18 Mayıs 2009 Pazartesi

İstanbul safari ben kepçe.

Heyyt yorucu günlerin ardından rahatlamak ve bloga bişiler bişiler yazmak çok hoşmuş.Geride bıraktığımız 13 günün ardından taptaze bir adet tektonik tonik karşınızda efem.Şimdi bakma kendimi motive ediyorum böyle taze maze diyerek ama çürüğe çıktım bu da var.Bir kaç arkadaşımla İstanbul içinde yaptığımız safari turu arılardan,böceklerden,türlü türlü yemişlerden bin kat daha tiksinmeme yol açmış ve bacağımda koskocaman bi morlukla beni benden almıştır.Arkadaş hatırası derim bu yarayı kesip atarım,ama gel gör ki gönlümde ki yaralar ne olacak?Geçen gün osman diye sevdiğim çocuğu devasa büyüklükteki alışveriş mağzasında portakal seçerken gördüm.O anki hayal kırıklığımı anlatamam,yıkıldım resmen.Yanına gidip 'Ne yapıyorsun osman?''diyecektim ki,ayağımdaki morluğa rağmen giydiğim kapri:''Hayır sakın gitme bak gidersen çocuğun kalbine morluklar indirirsin'' dedi.Gitmedim tahmin edileceği üzere ve sesli olarak söz verdim..
Tektonik gerizekalısı bir daha sakın İstanbul gibi bir yerde safari yapmaya kalkma,şayet morukçuk hastalığına yakalanabilirsin!

5 Mayıs 2009 Salı

Güzin ablaya mektup.

Her şeyi çok fazla irdeliyorum güzin abla ne bok yicem?Kafama takıyorum böyle aslında kimse önemli değil de mi lan?Takmiym milleti de mi?Kim ne derse desin de mi,bu hayat benim sonuçta de mi?Bi ses versene be.

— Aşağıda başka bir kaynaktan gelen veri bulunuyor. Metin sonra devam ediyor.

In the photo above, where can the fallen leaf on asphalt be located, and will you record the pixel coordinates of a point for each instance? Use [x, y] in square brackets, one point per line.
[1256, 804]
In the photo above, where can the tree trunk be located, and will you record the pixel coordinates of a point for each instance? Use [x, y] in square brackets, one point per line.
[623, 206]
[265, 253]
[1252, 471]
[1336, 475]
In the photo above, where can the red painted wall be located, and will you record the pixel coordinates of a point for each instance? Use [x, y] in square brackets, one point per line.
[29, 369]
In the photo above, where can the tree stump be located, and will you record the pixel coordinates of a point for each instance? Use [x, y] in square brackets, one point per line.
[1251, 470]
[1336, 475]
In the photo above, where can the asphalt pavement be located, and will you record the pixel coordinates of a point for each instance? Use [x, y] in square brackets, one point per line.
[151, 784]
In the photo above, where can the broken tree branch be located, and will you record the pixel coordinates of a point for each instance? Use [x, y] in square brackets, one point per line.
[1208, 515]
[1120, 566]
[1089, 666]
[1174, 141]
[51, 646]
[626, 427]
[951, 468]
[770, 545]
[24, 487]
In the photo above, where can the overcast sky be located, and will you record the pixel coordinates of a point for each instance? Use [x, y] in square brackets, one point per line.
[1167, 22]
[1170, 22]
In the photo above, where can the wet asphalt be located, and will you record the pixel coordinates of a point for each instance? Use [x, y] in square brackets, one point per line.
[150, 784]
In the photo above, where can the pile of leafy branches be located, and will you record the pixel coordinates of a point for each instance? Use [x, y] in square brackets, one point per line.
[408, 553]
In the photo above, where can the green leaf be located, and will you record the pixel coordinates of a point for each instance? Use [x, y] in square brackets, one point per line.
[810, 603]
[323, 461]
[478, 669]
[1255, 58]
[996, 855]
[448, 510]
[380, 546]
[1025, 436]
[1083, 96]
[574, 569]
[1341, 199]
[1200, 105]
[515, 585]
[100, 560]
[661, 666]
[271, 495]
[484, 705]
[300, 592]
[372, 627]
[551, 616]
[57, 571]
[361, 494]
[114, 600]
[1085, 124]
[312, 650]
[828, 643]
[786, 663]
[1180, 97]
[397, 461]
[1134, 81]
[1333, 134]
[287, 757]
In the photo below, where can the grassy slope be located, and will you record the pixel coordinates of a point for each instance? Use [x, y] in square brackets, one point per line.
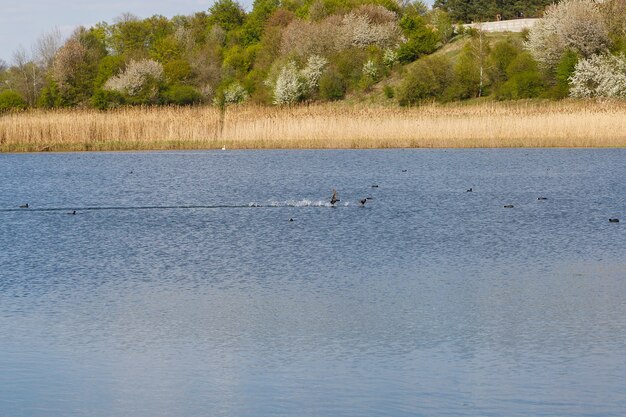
[451, 50]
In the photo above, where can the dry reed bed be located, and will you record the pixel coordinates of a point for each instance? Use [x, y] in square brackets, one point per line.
[491, 124]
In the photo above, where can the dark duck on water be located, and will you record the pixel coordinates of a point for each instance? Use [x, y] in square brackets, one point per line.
[334, 198]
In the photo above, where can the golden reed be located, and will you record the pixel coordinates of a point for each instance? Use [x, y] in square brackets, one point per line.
[476, 125]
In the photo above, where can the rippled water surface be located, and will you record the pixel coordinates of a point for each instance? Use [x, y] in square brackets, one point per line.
[181, 288]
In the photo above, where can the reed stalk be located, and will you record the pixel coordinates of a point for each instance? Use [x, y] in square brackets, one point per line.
[567, 123]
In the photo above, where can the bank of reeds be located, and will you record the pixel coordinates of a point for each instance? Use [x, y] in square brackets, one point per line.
[489, 124]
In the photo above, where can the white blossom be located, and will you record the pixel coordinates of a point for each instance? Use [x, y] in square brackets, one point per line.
[390, 57]
[289, 87]
[571, 24]
[370, 69]
[602, 75]
[313, 71]
[135, 77]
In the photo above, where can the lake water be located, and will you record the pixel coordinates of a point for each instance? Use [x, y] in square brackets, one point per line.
[181, 288]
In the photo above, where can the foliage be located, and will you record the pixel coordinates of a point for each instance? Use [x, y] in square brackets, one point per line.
[11, 100]
[467, 11]
[227, 14]
[426, 80]
[500, 57]
[181, 95]
[420, 39]
[470, 68]
[524, 79]
[289, 87]
[564, 71]
[332, 86]
[575, 25]
[235, 93]
[140, 80]
[602, 75]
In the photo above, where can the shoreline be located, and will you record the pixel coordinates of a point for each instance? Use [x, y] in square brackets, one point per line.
[479, 124]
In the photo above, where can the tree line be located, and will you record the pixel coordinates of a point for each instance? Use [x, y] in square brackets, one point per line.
[288, 51]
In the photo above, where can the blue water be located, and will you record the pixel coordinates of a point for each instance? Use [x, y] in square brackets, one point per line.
[181, 288]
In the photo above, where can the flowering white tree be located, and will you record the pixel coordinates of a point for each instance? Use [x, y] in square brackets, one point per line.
[313, 71]
[577, 25]
[292, 85]
[289, 87]
[137, 76]
[370, 70]
[358, 30]
[602, 75]
[390, 57]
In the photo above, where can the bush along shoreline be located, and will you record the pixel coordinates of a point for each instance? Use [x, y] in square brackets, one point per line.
[477, 124]
[285, 52]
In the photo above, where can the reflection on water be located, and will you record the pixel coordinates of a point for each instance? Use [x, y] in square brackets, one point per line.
[180, 287]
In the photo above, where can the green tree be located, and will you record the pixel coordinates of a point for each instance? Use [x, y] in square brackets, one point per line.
[227, 14]
[11, 100]
[421, 39]
[427, 79]
[524, 79]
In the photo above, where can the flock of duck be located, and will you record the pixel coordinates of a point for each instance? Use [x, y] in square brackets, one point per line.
[334, 199]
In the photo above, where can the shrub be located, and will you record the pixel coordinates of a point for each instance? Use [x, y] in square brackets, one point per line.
[388, 91]
[106, 99]
[312, 72]
[524, 79]
[427, 79]
[181, 95]
[289, 88]
[11, 100]
[235, 93]
[140, 81]
[599, 76]
[571, 24]
[332, 86]
[500, 57]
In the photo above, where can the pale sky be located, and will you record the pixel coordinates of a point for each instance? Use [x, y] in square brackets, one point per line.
[23, 21]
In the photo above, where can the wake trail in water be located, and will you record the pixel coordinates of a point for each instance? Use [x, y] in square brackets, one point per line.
[271, 204]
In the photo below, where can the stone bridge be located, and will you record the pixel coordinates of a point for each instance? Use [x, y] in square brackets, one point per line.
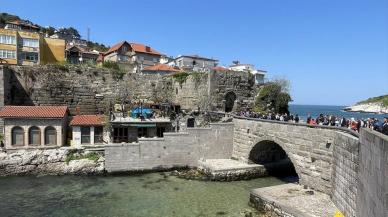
[350, 167]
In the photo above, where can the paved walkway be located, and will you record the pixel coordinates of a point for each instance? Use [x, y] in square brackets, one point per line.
[294, 200]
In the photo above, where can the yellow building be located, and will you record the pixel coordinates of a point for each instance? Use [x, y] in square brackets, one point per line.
[29, 48]
[52, 50]
[8, 46]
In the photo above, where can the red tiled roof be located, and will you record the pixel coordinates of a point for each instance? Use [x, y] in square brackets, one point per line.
[115, 47]
[33, 111]
[195, 56]
[220, 69]
[141, 48]
[161, 67]
[87, 120]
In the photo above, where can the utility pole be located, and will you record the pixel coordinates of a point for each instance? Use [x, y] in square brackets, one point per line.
[88, 30]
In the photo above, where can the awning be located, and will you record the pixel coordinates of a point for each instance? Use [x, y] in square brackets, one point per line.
[142, 125]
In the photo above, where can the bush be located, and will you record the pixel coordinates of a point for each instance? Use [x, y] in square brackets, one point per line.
[180, 77]
[111, 65]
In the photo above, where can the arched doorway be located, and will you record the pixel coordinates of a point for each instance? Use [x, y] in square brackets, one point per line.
[230, 97]
[273, 157]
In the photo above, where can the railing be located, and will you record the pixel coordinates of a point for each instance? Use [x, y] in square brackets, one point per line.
[342, 129]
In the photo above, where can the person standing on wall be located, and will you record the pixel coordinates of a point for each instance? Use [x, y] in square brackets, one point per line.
[385, 126]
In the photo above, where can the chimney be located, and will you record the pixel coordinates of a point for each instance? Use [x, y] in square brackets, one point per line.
[78, 110]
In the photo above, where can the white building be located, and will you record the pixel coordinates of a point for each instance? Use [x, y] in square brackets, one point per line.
[88, 130]
[249, 68]
[194, 63]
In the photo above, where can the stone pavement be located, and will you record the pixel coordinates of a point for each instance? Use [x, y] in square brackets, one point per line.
[292, 200]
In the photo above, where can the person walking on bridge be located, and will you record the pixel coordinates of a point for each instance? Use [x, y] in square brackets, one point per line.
[385, 126]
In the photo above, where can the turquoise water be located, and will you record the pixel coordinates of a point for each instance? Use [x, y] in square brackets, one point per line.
[315, 110]
[148, 195]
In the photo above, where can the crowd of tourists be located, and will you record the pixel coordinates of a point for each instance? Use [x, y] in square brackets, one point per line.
[327, 120]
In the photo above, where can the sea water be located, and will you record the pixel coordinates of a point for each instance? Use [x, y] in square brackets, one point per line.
[147, 195]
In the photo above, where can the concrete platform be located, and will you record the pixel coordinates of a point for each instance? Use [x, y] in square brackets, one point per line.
[292, 200]
[230, 170]
[218, 165]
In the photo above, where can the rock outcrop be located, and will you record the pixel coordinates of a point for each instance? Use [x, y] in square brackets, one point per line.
[368, 107]
[49, 162]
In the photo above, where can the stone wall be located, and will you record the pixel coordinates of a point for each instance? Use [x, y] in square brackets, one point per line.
[173, 150]
[372, 197]
[93, 89]
[344, 175]
[50, 162]
[310, 149]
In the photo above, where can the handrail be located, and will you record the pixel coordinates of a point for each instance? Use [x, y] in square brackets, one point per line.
[342, 129]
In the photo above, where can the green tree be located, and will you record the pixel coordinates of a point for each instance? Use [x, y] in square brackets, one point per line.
[273, 97]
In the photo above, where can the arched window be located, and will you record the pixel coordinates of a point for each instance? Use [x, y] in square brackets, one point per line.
[50, 136]
[34, 136]
[17, 136]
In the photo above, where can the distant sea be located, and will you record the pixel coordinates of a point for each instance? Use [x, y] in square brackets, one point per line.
[315, 110]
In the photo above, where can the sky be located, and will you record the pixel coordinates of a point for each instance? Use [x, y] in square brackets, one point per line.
[334, 52]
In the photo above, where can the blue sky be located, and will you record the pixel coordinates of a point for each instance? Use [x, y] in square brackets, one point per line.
[334, 52]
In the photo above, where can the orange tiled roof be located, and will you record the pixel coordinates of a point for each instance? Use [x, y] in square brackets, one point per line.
[161, 67]
[144, 49]
[220, 69]
[87, 120]
[140, 48]
[33, 111]
[115, 47]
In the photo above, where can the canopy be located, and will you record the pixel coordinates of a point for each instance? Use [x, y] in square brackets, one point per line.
[146, 112]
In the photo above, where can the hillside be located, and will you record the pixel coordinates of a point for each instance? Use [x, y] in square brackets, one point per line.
[49, 30]
[376, 100]
[377, 104]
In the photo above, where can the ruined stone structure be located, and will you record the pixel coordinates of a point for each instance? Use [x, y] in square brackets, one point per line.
[173, 150]
[92, 89]
[351, 168]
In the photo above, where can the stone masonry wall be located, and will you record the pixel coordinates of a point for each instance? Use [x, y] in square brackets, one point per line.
[93, 89]
[310, 149]
[344, 175]
[372, 197]
[173, 150]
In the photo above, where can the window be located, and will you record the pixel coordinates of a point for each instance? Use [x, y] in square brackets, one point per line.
[17, 136]
[31, 57]
[29, 42]
[160, 131]
[50, 136]
[142, 132]
[34, 136]
[7, 39]
[85, 135]
[98, 135]
[120, 134]
[8, 54]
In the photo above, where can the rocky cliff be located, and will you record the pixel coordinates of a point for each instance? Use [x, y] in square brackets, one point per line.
[50, 162]
[373, 105]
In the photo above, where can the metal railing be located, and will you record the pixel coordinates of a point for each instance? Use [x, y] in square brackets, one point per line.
[342, 129]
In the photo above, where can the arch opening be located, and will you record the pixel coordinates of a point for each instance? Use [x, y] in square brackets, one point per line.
[230, 97]
[273, 157]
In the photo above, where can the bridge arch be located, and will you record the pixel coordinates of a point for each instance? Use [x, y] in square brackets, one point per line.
[229, 99]
[275, 156]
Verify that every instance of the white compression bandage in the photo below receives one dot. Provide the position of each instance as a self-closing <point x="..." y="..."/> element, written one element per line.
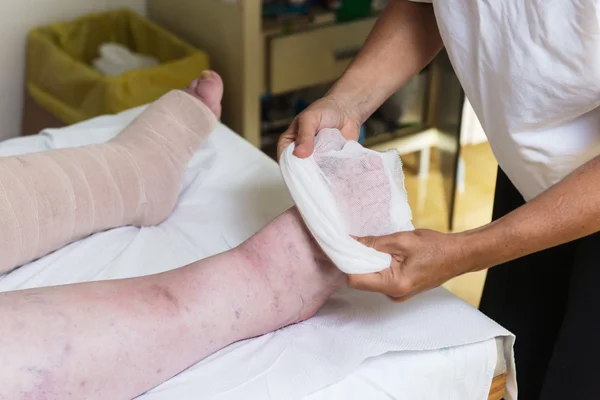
<point x="346" y="190"/>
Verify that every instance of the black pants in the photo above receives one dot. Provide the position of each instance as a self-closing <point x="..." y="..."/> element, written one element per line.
<point x="551" y="302"/>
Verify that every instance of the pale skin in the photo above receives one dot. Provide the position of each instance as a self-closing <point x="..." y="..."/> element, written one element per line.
<point x="118" y="339"/>
<point x="404" y="41"/>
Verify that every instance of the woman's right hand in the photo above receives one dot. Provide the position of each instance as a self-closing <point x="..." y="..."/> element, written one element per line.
<point x="327" y="112"/>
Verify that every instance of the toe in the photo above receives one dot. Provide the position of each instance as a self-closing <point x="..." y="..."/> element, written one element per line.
<point x="209" y="89"/>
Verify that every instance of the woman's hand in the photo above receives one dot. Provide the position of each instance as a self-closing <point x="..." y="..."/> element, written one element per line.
<point x="421" y="260"/>
<point x="328" y="112"/>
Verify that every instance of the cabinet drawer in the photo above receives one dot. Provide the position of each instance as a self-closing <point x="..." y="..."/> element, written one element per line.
<point x="314" y="57"/>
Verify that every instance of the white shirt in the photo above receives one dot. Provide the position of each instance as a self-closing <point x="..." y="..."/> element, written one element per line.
<point x="531" y="71"/>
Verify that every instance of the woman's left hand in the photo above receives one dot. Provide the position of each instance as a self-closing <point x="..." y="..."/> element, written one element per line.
<point x="421" y="260"/>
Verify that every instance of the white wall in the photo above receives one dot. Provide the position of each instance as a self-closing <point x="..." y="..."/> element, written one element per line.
<point x="17" y="17"/>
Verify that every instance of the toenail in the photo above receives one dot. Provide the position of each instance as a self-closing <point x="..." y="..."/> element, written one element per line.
<point x="193" y="84"/>
<point x="205" y="75"/>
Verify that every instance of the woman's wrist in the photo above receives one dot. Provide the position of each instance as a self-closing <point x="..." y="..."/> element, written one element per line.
<point x="486" y="247"/>
<point x="356" y="95"/>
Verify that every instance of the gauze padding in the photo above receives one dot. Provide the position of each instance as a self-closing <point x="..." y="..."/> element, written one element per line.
<point x="346" y="190"/>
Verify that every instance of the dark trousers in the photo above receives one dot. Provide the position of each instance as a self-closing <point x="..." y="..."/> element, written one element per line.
<point x="551" y="301"/>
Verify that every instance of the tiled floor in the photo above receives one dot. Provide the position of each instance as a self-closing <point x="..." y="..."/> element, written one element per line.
<point x="473" y="206"/>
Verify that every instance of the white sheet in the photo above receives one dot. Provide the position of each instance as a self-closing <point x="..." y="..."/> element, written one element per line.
<point x="360" y="345"/>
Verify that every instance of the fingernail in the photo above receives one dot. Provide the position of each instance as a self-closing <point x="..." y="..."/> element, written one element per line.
<point x="205" y="75"/>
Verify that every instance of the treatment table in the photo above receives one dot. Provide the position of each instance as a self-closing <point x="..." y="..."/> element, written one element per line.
<point x="359" y="346"/>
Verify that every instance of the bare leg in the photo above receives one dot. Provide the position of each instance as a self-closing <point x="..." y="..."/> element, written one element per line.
<point x="118" y="339"/>
<point x="50" y="199"/>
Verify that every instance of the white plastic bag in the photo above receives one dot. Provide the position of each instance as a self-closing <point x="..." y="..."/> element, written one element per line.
<point x="346" y="190"/>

tee dakkalar sonra:kadın ölmüş lan,yıkıldım.

2 Mayıs 2009 Cumartesi

Bu da böyle bir şey.

...yalnızlık dedi.john yalnızlık ne kadar gerçek,hissedilebilir.sence de öyle değil mi?ellerinin iki yanda sallanıp durması,ayaklarının işe gidip gelmekten başka işe yaramaması,dudaklarının sadece konuşmaya odaklanması..yalnızlık..hissedilmiyor mu?ben hissediyorum john inan bana bu sabah da hissettim...insan koca bir hayatın bu şekilde geçmesine göz yumuyor ve ancak hayatı bittiğinde hayıflanmaya başlıyor.az kaldı.ya ben,ben,hayatım?..bitecek mi,ölecek miyim?ohh hayır daha çok gencim ve geç kaldım .hiçbir şey için geç değildir öyle mi?hayır.yalnızlığım kanıma karışıp beni yavaş yavaş zehirliyor,aşk nedir bunun tanımını bile yapamıyorum.beni görebilen bir çift göze ihtiyacım var,panzehir mi olacak bu?inan bilmiyorum.her şey o kadar basit ki o kadar sıradan..renk gelmeli yorgun hayatıma,aşık olmalıyım.sevilmeliyim,beni seven sonsuza kadar sevecek biri olmalı.yakınımda çok yakınımda hissedebiliyor musun john?yoksa yalnızlık kadar hissedilebilir değil mi?